Estas imágenes llegan desde la localidad de Herat, al noroeste del país. Es precisamente la ciudad donde España tenía una base militar cuando formaba parte de la misión de paz internacional de la OTAN. Pues bien, el terror ha regresado de lleno de la mano de los gobernantes talibanes. Vuelven a aparecer cuerpos colgados de grúas.

Eso sí, al menos, según ha trascendido, en esta ocasión al menos no se trata de una ejecución pública. El régimen del terror no ha alcanzado tan álgido punto, sino que se han limitado a aprovechar un ajusticiamiento supuestamente ajeno para enviar su mensaje a la población. Lo cierto es que, según ha explicado el gobernador local Mawlawi Shir Ahmad Muhajir, los hombres colgados eran dos delincuentes que ya estaban muertos cuando los ataron a estas excavadoras. Se trataría de dos individuos que fueron sorprendidos tratando de robar en una casa y a los que el dueño de la finca habría dado muerte. Por supuesto, el robo no se llegó a consumar.

Los talibanes aprovecharon este episodio para colgar estos dos cuerpos a modo de explícito anuncio para la población. El mulá Noruddin Turabbi, encargado de prisiones en el nuevo régimen talibán, ya defendió este tipo de justicia recientemente: las amputaciones por robar «son necesarias para la seguridad».

Legitimidad internacional

Los talibanes, por su parte, siguen haciendo esfuerzos por lograr la legitimidad internacional y romper un aislamiento que amenaza con deteriorar aún más la maltrecha economía del país. Ninguna nación ha reconocido hasta ahora el nuevo régimen que se hizo con el poder de Afganistán hace ya cerca de dos meses. Un emisario del Reino Unido se reunía esta semana con dos líderes talibanes.
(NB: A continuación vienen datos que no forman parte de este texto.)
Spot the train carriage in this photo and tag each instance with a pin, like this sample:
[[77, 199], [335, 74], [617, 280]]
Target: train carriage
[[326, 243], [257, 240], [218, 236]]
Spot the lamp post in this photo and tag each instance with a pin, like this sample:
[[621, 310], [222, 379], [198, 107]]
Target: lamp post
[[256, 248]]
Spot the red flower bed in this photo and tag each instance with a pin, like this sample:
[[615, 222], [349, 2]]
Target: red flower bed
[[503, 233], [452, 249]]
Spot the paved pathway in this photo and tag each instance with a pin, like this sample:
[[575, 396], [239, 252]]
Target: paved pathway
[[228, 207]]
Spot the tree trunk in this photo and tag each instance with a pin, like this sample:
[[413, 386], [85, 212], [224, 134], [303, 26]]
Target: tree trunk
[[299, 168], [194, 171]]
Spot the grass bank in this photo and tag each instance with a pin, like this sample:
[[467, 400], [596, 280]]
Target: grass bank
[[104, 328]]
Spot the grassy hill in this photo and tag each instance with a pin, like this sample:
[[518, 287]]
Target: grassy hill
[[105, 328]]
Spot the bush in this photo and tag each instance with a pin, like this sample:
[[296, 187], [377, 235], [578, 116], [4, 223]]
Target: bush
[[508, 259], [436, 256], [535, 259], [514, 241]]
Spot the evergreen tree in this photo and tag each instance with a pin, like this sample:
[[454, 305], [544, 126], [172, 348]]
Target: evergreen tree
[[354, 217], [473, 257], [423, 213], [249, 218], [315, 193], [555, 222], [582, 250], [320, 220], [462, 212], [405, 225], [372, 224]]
Según los británicos, esta misión diplomática sólo tenía como objetivo lograr que las mujeres y las minorías puedan salvaguardar al menos parte de sus derechos en el nuevo régimen islamista. En la provincia de Kunduz, al norte del país, algunas escuelas han permitido el regreso a clase de las niñas. Pero se trata de un pequeño avance que sólo se ha producido en esa región. Nada que ver con la particular libertad que existía en el país hasta el regreso de los talibanes, una libertad que aunque llena de asteriscos, era un oasis por comparación con el régimen del terror impuesto ahora en Afganistán.